Scenario:
When running a query like below, it takes pretty long to get the results of bigquery query, even though we know that querying bigtable with a given rowkey is pretty fast
Query:
SELECT
bt.rowkey,
bt.column1,
...,
bt.column14
FROM
`bq_dataset_mine.my_bq_small_table_with_rowkeys` sm
JOIN `bq_dataset_mine.my_bq_external_table_on_bt_table1` bt
ON
bt.rowkey = sm.rowkey
Is there a possibility of speeding up this bigquery query that joins a small bigquery table having rowkeys with the larger BQ external table on BT?
Here is what my query plan looks like on BQ
Step details
READ
$1:rowkey, $2:my_cf1.cq1.cell.timestamp, $3:my_cf1.cq2.cell.value, $4:my_cf2.cq3.cell.timestamp, $5:my_cf1.cq4.cell.value, ..., $11:my_cf1.cq10.cell.value, ...

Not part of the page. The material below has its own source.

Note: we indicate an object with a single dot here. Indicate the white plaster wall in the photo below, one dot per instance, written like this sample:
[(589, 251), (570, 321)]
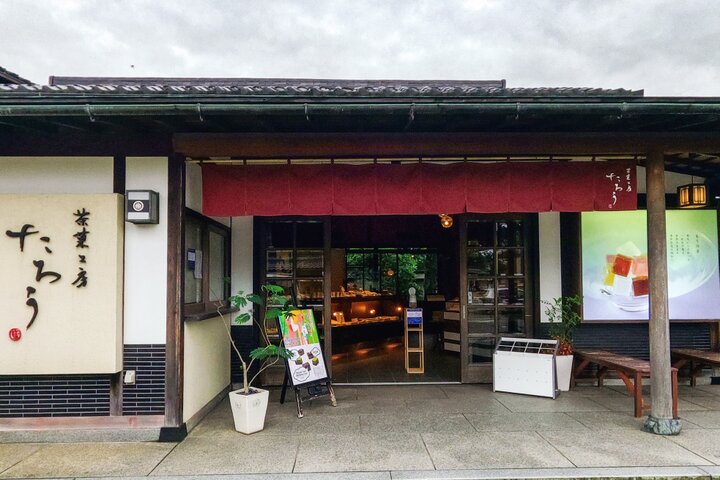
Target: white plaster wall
[(207, 364), (193, 191), (56, 175), (242, 254), (550, 276), (146, 257)]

FROM my-proj.my-dset.my_bt_ext_table
READ
$30
FROM __stage00_output
JOIN
$40 := $1, $41 := $2, $42 := $3, $43 := $4, $44 := $5, $45 := $6, $46 := $7, $47 := $8, $48 := $9, $49 := $10, $50 := $11, $51 := $12, $52 := $13, $53 := $14, $54 := $15, $55 := $16
SEMI HASH JOIN EACH WITH ALL ON $1 = $30
WRITE
$40, $41, $42, $43, $44, $45, $46, $47, $48, $49, $50, $51, $52, $53, $54, $55
TO __stage01_output
Shuffle
Shuffle output bytes 2.2 MiB
Looking at the plan, seems like the explanation might be because of the fact that we are selecting lot of the columns from the BT table rather than just testing for existence of the rowkey, so all of those columns need to be stored into the hash table (Hash Semi Join) thus maybe the time and cost go up!
If someone from Google Bigtable or Bigquery team can look at the plan and see if there is a possibility of speeding up here, it would be great.